7. Natuurverwerking:
* Blootstelling en contrast aanpassen: Betaal de algehele blootstelling en contrast van het beeld.
* Witbalanscorrectie: Pas de witbalans aan om nauwkeurige kleuren te garanderen.
* schaduw en markeer herstel: Herstel details in schaduwen en hoogtepunten.
* Ruisreductie: Verminder geluid, vooral als u een hoge ISO hebt gebruikt.
* Slijpen: Verscherp het beeld om details te verbeteren.
* Kleurafstand: Pas de kleuren aan om een gewenste stemming of stijl te creëren.
8. Tips en trucs:
* Oefening: Praktijk is de sleutel tot het beheersen van flash -fotografie. Experimenteer met verschillende instellingen, posities en modificatoren.
* Gebruik een testopname: Maak een testschot voor het eigenlijke portret om de belichting en verlichting te controleren.
* communiceer met uw onderwerp: Laat uw onderwerp weten wat u doet en hoe u moet poseren.
* Beschouw de achtergrond: Let op de achtergrond en zorg ervoor dat deze het onderwerp aanvult.
* Overmeester het omgevingslicht niet: Het doel is om de scène te verbeteren, niet te vervangen.
* Experimenteer met gels: Gebruik gekleurde gels om creatieve effecten toe te voegen.
* Focus op de ogen: Zorg ervoor dat de ogen scherp en goed verlicht zijn. Ze zijn het belangrijkste onderdeel van een portret.
* Gebruik een diffuser: Zelfs een eenvoudige diffuser, zoals een stuk weefselpapier of een witte zakdoek, kan het licht van de flits aanzienlijk verzachten.
Voorbeeldworkflow (vereenvoudigd):
1. Setup: Plaats uw onderwerp op de gewenste locatie. Als u off-camera flash gebruikt, plaatst u de flits- en lichtmodifier. Gebruik indien nodig een statief.

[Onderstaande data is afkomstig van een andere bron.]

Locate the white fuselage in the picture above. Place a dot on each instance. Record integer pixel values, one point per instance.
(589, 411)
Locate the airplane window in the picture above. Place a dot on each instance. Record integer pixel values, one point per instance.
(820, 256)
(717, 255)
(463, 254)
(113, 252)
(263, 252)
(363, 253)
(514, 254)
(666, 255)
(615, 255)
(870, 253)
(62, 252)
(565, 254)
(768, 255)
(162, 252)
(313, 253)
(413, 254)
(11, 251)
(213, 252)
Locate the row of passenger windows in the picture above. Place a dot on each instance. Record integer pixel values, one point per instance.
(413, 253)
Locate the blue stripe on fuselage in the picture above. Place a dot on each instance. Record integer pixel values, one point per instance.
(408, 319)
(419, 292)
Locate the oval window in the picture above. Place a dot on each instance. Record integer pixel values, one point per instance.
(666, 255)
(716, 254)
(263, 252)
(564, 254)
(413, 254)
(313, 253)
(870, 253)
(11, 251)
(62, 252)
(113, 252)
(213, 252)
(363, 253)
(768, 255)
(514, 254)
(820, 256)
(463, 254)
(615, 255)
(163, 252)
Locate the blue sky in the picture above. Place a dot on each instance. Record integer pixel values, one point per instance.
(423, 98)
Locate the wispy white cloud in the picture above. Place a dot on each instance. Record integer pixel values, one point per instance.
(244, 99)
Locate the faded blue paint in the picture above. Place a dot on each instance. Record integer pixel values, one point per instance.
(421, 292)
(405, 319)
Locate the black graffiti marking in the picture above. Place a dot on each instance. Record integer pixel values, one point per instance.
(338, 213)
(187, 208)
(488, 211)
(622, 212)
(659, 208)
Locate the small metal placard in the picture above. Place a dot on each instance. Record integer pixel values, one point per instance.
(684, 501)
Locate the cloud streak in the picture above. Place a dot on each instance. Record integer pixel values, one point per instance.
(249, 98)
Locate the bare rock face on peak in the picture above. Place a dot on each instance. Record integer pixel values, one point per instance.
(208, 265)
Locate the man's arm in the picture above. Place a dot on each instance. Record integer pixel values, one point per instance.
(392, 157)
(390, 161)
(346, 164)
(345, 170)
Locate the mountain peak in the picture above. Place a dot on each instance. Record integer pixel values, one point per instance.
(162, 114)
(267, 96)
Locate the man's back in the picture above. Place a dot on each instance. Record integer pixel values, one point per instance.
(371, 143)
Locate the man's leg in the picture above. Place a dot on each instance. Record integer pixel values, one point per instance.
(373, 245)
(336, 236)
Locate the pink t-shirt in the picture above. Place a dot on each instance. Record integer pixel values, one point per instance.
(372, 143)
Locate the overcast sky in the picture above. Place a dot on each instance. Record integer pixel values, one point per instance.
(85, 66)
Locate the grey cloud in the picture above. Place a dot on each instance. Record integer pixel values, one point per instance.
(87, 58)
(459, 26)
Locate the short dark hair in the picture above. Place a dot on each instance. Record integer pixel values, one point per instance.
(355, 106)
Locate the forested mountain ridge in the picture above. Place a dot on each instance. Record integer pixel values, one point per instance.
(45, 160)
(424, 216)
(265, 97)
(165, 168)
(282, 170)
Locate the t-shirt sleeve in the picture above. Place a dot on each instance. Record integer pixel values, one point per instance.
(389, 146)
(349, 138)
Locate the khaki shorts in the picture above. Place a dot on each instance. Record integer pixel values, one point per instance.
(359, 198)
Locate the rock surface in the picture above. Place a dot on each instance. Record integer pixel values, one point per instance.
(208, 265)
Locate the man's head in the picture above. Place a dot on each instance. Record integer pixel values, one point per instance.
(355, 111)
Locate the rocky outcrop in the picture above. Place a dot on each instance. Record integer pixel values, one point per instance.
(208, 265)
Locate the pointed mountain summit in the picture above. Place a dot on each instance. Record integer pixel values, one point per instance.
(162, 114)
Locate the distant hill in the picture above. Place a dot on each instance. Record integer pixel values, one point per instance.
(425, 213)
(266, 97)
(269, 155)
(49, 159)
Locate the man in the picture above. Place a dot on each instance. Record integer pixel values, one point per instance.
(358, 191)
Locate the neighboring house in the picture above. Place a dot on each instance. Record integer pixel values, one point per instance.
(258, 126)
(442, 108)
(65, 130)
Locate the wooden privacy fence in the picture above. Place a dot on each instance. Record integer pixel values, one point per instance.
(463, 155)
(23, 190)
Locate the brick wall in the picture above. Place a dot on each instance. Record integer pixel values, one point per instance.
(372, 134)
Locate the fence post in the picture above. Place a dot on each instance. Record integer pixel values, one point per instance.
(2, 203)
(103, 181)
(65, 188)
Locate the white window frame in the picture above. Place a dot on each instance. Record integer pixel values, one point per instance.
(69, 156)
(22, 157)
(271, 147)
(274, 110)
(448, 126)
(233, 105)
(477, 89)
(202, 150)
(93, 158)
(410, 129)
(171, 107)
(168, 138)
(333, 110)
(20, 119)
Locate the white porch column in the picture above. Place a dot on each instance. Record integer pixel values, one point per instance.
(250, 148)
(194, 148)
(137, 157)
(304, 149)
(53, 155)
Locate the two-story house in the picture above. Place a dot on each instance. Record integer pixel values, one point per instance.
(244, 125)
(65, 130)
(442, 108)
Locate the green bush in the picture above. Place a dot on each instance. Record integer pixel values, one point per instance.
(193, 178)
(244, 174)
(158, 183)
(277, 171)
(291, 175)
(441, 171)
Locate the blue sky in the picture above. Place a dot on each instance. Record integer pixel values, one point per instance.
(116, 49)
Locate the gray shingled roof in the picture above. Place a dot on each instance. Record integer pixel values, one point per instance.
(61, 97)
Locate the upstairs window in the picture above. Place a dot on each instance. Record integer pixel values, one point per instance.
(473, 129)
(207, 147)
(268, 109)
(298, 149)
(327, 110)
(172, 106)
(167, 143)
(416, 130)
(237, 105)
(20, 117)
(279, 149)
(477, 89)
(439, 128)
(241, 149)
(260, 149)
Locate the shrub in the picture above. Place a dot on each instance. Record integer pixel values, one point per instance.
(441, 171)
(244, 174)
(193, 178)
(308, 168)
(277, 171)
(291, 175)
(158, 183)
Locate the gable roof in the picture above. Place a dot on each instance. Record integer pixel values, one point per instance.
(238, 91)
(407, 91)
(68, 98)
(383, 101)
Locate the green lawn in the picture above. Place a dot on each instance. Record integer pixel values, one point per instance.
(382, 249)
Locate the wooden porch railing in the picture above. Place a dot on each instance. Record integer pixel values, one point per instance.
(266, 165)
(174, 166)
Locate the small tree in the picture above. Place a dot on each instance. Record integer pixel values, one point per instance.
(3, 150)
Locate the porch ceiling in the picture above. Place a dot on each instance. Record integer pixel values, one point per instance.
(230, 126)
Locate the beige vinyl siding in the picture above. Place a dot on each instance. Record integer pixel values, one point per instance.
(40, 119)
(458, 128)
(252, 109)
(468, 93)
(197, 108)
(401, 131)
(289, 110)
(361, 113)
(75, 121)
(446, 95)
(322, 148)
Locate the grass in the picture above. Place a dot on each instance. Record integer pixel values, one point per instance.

2. Blootstelling aan ambient: Stel uw camera in op de handmatige modus (M). Kies een diafragma (bijv. F/2.8 tot f/5.6) voor de gewenste scherptediepte. Stel de ISO in op de laagst mogelijke waarde (bijvoorbeeld 100). Pas de sluitertijd aan totdat de achtergrond eruit ziet zoals u die wilt. Maak een testschot.
3. Flash Power: Schakel uw flitser in en stel deze in op de TTL -modus (of handmatig als u dat wilt). Maak een testschot.
4. Pas FEC (of handmatig vermogen) aan: Als het onderwerp te donker of te helder is, past u de blootstellingscompensatie (FEC) of het handmatige flashvermogen aan. Maak nog een testschot.
5. Verfijn en schieten: Blijf de flash -kracht, positie en modificator aanpassen totdat u de gewenste verlichting bereikt. Communiceer met uw onderwerp en maak het laatste schot.
Door deze richtlijnen te volgen en regelmatig te oefenen, kunt u leren om Flash effectief te gebruiken voor verbluffende nachtportretten. Vergeet niet om te experimenteren en vind de technieken die het beste werken voor u en uw stijl.